Thu. Jan 23rd, 2025
First Descendant

Why The First Descendant Suffers From Great Decline In Players

First Descendant

While eight months is a long time to go, in an industry where it seems every game on the shelf wants your attention with some sort of “live service,” only so many manage the kind of prolonged buzz and play library that can keep people coming back.

Unfortunately, The First Descendant is now far from the promising first-person shooter with fleshed-out narratives and minorities that were boasted…. as it turns out they are pretty damn boring. While it started strong, the game has lost its footing in recent months and players have dropped off shortly after launch.

Crash from a Promising Introduction

Released on Steam, it pulled in an unassailable audience of 224,000 players at launch—a peak even many AAA games would fall short of achieving. Unfortunately, this success has been fleeting. Recently, fewer than 73k players played the game at once; this constitutes a decrease of more than ~70% according to The Gamer. The rapidity and severity of the drop within about 6 months is alarming, to say the least.

Read Also: X|S: The forecast for a sales showdown in the United States is that it will be in June 2024.

What Went Wrong?

The GID key to the decay of this current is set for the most part on Nexon, who created and keeps up BnS. The First Descendant was marketed heavily as a unique and immersive experience prior to its release, but players discovered all too quickly that it fell short in some key areas.

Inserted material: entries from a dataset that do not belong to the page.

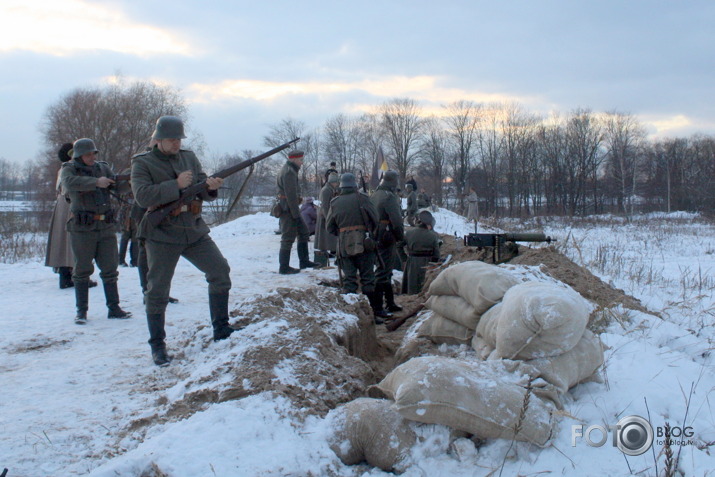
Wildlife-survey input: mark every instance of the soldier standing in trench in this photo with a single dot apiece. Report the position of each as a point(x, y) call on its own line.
point(390, 231)
point(158, 177)
point(291, 223)
point(353, 219)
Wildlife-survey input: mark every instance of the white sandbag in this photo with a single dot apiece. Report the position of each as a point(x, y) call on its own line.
point(539, 319)
point(574, 366)
point(480, 284)
point(371, 430)
point(441, 330)
point(486, 332)
point(454, 308)
point(484, 398)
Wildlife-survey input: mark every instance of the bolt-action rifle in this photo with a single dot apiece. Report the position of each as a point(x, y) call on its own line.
point(187, 195)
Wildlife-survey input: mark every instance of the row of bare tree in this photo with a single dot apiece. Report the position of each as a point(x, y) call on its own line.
point(519, 163)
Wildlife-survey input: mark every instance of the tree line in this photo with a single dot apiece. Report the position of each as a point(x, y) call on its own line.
point(519, 163)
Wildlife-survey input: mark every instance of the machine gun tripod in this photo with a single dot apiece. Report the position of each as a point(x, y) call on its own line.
point(503, 243)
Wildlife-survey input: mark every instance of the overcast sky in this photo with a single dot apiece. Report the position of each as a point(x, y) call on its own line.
point(243, 66)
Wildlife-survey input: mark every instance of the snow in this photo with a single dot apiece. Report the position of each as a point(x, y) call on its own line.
point(71, 395)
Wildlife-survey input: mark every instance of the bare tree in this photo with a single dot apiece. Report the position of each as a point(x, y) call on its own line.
point(434, 149)
point(462, 121)
point(402, 124)
point(120, 118)
point(624, 140)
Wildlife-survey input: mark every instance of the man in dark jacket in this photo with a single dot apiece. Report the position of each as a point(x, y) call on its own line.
point(158, 177)
point(353, 218)
point(91, 226)
point(390, 231)
point(422, 246)
point(291, 222)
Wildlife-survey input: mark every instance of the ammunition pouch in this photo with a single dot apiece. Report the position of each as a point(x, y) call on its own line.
point(195, 207)
point(352, 240)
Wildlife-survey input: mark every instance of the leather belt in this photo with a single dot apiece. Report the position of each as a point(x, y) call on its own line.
point(352, 227)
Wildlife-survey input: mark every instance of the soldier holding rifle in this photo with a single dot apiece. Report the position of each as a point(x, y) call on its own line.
point(91, 226)
point(158, 178)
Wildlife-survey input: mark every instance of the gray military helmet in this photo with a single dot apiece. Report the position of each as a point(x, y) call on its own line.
point(425, 217)
point(348, 180)
point(389, 178)
point(82, 147)
point(169, 127)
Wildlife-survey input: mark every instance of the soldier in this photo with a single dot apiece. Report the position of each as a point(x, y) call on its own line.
point(411, 203)
point(291, 222)
point(422, 246)
point(158, 176)
point(325, 241)
point(91, 226)
point(390, 231)
point(353, 218)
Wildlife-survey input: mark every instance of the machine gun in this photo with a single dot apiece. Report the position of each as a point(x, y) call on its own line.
point(155, 216)
point(503, 242)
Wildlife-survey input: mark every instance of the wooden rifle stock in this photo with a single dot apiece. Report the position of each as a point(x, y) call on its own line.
point(187, 195)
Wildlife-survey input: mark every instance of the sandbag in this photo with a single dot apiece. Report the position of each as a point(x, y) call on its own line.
point(538, 320)
point(370, 430)
point(454, 308)
point(480, 284)
point(482, 398)
point(485, 337)
point(441, 330)
point(574, 366)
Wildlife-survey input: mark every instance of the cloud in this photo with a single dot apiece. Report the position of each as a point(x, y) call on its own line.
point(421, 88)
point(65, 27)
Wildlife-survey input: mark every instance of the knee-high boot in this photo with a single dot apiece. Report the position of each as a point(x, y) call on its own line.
point(284, 261)
point(81, 293)
point(155, 321)
point(305, 261)
point(111, 293)
point(218, 306)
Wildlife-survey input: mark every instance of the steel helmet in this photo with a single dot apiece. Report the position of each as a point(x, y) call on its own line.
point(389, 178)
point(348, 180)
point(169, 127)
point(82, 147)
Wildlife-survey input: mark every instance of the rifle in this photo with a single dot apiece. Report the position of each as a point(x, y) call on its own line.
point(362, 183)
point(187, 195)
point(499, 241)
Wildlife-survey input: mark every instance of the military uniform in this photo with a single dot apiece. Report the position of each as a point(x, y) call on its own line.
point(291, 222)
point(91, 227)
point(184, 234)
point(422, 246)
point(411, 204)
point(353, 218)
point(390, 231)
point(323, 240)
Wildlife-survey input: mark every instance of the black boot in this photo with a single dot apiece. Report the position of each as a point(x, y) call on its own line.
point(65, 277)
point(283, 261)
point(218, 306)
point(380, 314)
point(389, 297)
point(304, 258)
point(81, 293)
point(112, 295)
point(155, 321)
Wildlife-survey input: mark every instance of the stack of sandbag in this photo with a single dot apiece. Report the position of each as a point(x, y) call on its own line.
point(489, 399)
point(458, 298)
point(544, 325)
point(371, 430)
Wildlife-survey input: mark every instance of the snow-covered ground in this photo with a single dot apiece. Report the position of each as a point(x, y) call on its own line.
point(71, 395)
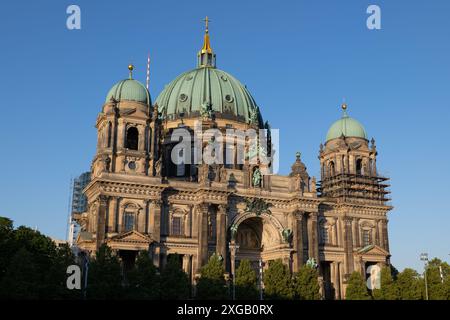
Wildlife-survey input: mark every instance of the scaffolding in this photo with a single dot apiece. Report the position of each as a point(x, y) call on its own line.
point(356, 188)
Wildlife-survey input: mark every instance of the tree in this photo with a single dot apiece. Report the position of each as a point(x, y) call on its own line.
point(409, 285)
point(388, 289)
point(436, 287)
point(21, 279)
point(306, 284)
point(277, 281)
point(37, 266)
point(246, 281)
point(7, 246)
point(174, 281)
point(212, 285)
point(143, 279)
point(104, 275)
point(356, 288)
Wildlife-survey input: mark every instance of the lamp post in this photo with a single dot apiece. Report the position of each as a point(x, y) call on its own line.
point(233, 249)
point(261, 264)
point(424, 258)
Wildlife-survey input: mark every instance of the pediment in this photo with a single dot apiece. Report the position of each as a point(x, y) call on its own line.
point(127, 112)
point(131, 236)
point(373, 250)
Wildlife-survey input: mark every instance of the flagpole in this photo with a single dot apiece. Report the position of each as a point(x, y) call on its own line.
point(148, 71)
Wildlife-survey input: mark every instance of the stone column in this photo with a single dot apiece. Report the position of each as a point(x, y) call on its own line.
point(202, 221)
point(155, 219)
point(112, 214)
point(102, 210)
point(313, 250)
point(380, 230)
point(121, 134)
point(356, 240)
point(337, 279)
point(221, 232)
point(377, 234)
point(298, 240)
point(348, 246)
point(156, 256)
point(141, 140)
point(385, 236)
point(141, 217)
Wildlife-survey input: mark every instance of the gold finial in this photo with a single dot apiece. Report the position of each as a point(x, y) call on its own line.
point(206, 23)
point(206, 44)
point(130, 68)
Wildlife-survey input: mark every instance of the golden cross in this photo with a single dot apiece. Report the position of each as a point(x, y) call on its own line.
point(206, 22)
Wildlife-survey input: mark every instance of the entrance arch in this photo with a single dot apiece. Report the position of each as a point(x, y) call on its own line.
point(259, 238)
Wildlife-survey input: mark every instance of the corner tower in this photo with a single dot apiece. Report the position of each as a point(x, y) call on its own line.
point(353, 214)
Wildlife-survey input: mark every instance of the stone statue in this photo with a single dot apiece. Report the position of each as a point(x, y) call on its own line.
point(254, 116)
point(223, 174)
point(206, 110)
point(158, 167)
point(313, 185)
point(256, 179)
point(312, 263)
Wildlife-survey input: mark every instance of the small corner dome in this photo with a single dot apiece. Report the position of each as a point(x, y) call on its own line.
point(347, 127)
point(189, 90)
point(129, 89)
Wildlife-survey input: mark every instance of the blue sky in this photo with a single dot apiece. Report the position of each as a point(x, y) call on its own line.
point(299, 59)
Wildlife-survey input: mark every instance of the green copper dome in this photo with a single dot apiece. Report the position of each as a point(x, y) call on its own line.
point(347, 127)
point(210, 91)
point(207, 85)
point(129, 89)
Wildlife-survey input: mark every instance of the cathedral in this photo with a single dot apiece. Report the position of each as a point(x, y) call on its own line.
point(140, 199)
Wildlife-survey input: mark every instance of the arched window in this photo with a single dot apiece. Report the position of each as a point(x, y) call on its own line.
point(181, 170)
point(109, 135)
point(324, 235)
point(176, 226)
point(359, 166)
point(331, 168)
point(367, 237)
point(128, 221)
point(132, 138)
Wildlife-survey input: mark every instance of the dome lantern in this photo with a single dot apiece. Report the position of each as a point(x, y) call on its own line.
point(129, 89)
point(206, 57)
point(346, 126)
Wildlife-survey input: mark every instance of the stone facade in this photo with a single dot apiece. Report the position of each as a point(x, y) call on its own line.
point(139, 200)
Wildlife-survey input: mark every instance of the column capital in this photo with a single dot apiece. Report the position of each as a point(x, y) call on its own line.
point(223, 208)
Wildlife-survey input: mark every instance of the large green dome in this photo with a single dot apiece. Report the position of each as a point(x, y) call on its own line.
point(228, 98)
point(129, 89)
point(347, 127)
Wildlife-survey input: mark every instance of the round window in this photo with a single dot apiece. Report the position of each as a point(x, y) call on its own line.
point(132, 165)
point(229, 98)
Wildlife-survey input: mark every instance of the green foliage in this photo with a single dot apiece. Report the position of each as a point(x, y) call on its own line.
point(437, 290)
point(212, 285)
point(143, 279)
point(356, 288)
point(306, 284)
point(277, 281)
point(31, 265)
point(246, 282)
point(174, 281)
point(388, 289)
point(104, 275)
point(409, 285)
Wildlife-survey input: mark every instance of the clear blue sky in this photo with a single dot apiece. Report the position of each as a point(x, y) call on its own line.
point(298, 58)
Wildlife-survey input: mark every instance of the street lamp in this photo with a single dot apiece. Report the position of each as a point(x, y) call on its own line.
point(261, 265)
point(233, 249)
point(424, 258)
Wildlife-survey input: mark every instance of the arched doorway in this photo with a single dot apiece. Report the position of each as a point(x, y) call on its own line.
point(259, 239)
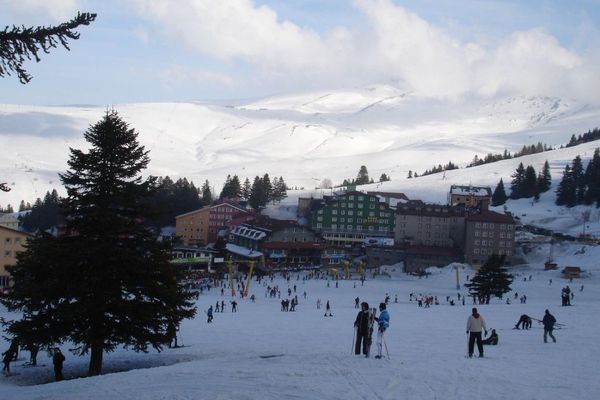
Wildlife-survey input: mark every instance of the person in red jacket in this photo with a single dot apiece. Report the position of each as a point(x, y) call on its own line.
point(475, 324)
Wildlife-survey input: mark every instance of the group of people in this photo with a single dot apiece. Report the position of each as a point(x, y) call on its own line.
point(364, 329)
point(11, 355)
point(476, 325)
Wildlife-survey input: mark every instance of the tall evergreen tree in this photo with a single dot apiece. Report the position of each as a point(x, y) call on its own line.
point(246, 189)
point(579, 179)
point(529, 186)
point(363, 176)
point(492, 279)
point(206, 191)
point(516, 185)
point(499, 196)
point(592, 179)
point(267, 190)
point(566, 191)
point(110, 281)
point(545, 179)
point(257, 196)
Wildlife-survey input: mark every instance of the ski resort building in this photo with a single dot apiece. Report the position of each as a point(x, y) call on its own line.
point(470, 196)
point(488, 233)
point(284, 243)
point(12, 242)
point(348, 219)
point(200, 227)
point(419, 224)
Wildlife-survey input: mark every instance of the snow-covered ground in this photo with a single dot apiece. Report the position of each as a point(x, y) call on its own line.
point(312, 354)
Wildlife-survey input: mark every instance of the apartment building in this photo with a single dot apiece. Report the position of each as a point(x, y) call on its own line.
point(12, 242)
point(420, 224)
point(488, 233)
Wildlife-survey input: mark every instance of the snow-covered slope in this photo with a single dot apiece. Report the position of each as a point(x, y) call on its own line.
point(304, 137)
point(263, 353)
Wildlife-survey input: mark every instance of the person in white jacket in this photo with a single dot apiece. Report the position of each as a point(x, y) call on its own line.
point(475, 324)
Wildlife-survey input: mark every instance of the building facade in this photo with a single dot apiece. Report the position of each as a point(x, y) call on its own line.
point(352, 217)
point(489, 233)
point(420, 224)
point(200, 227)
point(12, 242)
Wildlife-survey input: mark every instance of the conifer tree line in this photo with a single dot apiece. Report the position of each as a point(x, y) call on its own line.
point(526, 183)
point(362, 178)
point(259, 193)
point(579, 185)
point(589, 136)
point(439, 168)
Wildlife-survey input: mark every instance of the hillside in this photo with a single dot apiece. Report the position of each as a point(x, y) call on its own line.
point(305, 138)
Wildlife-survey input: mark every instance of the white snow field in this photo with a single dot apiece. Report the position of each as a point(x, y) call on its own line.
point(312, 355)
point(304, 137)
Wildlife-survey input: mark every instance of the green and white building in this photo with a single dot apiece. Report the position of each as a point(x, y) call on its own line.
point(352, 218)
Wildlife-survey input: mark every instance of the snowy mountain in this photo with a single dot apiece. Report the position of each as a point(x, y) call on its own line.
point(304, 137)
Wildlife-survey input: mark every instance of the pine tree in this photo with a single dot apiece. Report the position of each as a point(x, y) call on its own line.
point(226, 191)
point(529, 185)
point(19, 44)
point(492, 279)
point(257, 194)
point(499, 196)
point(566, 191)
point(267, 190)
point(246, 189)
point(545, 179)
point(363, 176)
point(516, 185)
point(579, 180)
point(110, 282)
point(592, 179)
point(206, 191)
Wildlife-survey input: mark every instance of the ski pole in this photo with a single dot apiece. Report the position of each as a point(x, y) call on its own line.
point(385, 345)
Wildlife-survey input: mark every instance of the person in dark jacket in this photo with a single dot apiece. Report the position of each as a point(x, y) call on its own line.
point(548, 322)
point(524, 322)
point(362, 330)
point(58, 360)
point(492, 339)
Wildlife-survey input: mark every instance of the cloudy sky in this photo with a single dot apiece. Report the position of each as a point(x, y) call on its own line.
point(178, 50)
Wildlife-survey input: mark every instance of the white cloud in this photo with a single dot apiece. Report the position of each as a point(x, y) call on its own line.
point(176, 75)
point(396, 44)
point(56, 10)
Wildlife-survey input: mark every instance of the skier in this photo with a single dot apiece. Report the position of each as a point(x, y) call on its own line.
point(6, 359)
point(328, 310)
point(475, 323)
point(172, 334)
point(209, 315)
point(548, 322)
point(58, 360)
point(524, 322)
point(384, 322)
point(362, 329)
point(492, 339)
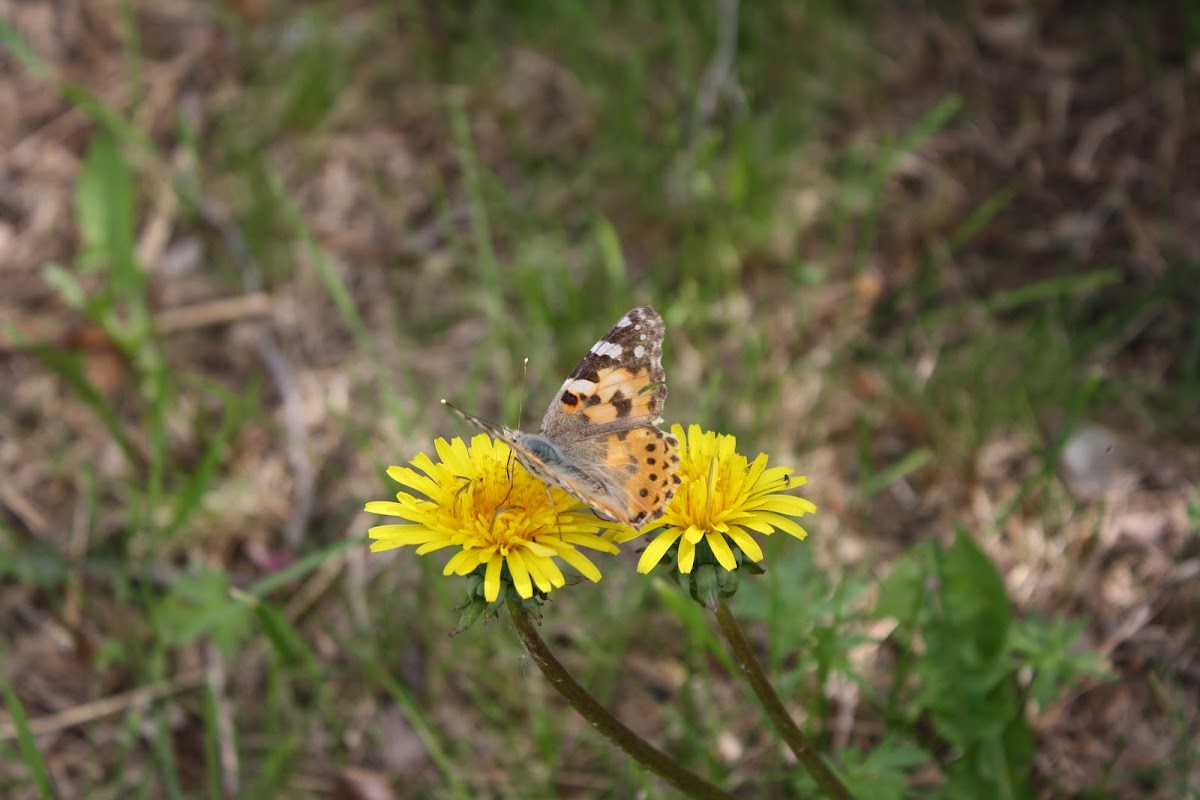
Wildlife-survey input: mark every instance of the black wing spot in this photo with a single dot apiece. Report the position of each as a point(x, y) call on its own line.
point(587, 372)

Among them, the characters themselves are among the most important criticismOriginaly they were supposed to be Ubisoft’s biggest draw. Instead, most players to pay picks come off as boring at best rather than wide-ranging and engaging. This makes some characters useless enough that most players can choose only a handful of options to get through a game, which results in monotony where everyone is one from ten percent heroes.

A bigger problem is the game’s use of in-game purchases. These in-game purchases were widely slammed by players as “predatory” that encouraged them to pay if they wished to build their characters and fully appreciate the game. Nexon has made efforts to amend these complaints, but the game’s reputation may already be tarnished. This has caused some to stop playing the game out of pure frustration with these microtransactions.

On top of this, the gameplay itself has led some to characterize it as an “endless grind. A lot of people have taken issue with how repetitive the game is, even going so far as to say that it feels like this “free” doesn’t offer quite enough for free and that if you do not take advantage of microtransactions there isn´t a whole point.

First Descendant

Protobuffalo: A Wider Problem in Live-Service Games

The First Descendant is just the latest in a string of downfalls within live service games. Unfortunately, all too often developers and publishers are so concerned with launching new games with big graphics that they spend a fortune on marketing to gamers without also ensuring it offers players the value retention required for repeating engagement.

This is the product of a flashy initial success that burns brightly as players flock to take part but disappear just as fast due to player dis-satisfaction with both the game itself and its business practices.

72,300 are still playing The First Descendant — a big number in non-VR terms to lose but the pattern is worrying. If the underlying issues do not be fixed by Nexon, it will continue to decrease and the game will be in danger.

The Road Ahead

If The First Descendant is to turn things around, Nexon will have a lot of work ahead in terms of both balancing gameplay and the microtransaction model. You can not easily regrow the trust of a player that has been lost, but there is an opportunity to correct your course here.

The failure of The First Descendant — a cautionary taleAs any Ugandan can imagine, it is very important to sustain your player base in an industry where you are fighting for attention but the story of ‘The First Descendant’ and other games within this long dream (read: nightmare) only go so far. We will have to wait and see if the game can recover, or if it is yet another live-service title that ends up less than what we all had hoped.